Amazon Web Services (AWS), Amazon’s on-demand cloud computing subsidiary, was partially HIPAA eligible — AWS customers could use Polly, SageMaker, Rekognition, and dozens of the platform’s other offerings to process health information. But Translate, Comprehend, and Transcribe remained notable holdouts — until now, that is. As of this week, companies can use PHI with all three.

“By using these services, AWS customers in the healthcare industry can leverage data insights to deliver better outcomes for providers and patients using the power of machine learning (ML),” Vasi Philomin, general manager for machine learning and AI at AWS, said. “[These additions] will allow customers to leverage … AWS ML services to better streamline customer support and improve patient engagement.”

For the uninitiated, Transcribe, Translate, and Comprehend leverage artificial intelligence (AI) to perform tasks like transcribing text from audio files, interpreting foreign languages, and extracting insights (including sentiment and key phrases) from unstructured text.

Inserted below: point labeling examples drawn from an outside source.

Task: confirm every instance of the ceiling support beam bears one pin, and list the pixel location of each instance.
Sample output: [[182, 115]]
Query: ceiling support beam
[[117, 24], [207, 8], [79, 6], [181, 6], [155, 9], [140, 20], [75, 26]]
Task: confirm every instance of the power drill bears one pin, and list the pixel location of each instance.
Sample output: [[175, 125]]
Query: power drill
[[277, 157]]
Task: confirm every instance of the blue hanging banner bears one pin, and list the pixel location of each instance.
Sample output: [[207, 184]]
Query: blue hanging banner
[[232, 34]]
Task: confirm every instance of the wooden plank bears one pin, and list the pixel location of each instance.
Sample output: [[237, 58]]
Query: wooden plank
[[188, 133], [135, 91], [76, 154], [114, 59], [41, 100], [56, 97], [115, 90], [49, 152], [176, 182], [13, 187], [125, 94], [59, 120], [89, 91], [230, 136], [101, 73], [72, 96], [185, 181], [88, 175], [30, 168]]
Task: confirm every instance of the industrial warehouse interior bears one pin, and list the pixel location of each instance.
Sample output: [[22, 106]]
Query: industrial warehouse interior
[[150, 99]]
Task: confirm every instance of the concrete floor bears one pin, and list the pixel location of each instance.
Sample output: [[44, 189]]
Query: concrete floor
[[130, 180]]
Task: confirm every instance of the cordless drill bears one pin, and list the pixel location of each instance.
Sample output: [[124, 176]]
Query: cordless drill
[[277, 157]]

AWS is a bit late to the game on the HIPAA front. Google Cloud has long offered HIPAA-eligible natural language services through its Cloud Natural Language, Cloud Translate, and Cloud Speech products. But it would have been foolish for Amazon to ignore the dollars and cents: The North American health care IT market was worth an estimated $31.3 billion in 2017.

Today’s announcement follows Amazon’s announcement at the July AWS Summit conference about a new Channel Synthesis tool that merges call center audio from multiple channels into a single transcription, along with new languages for Amazon Translate (Japanese, Russian, Italian, Traditional Chinese, Turkish, and Czech). Amazon Comprehend, meanwhile, saw text analysis improvements thanks to syntax identification.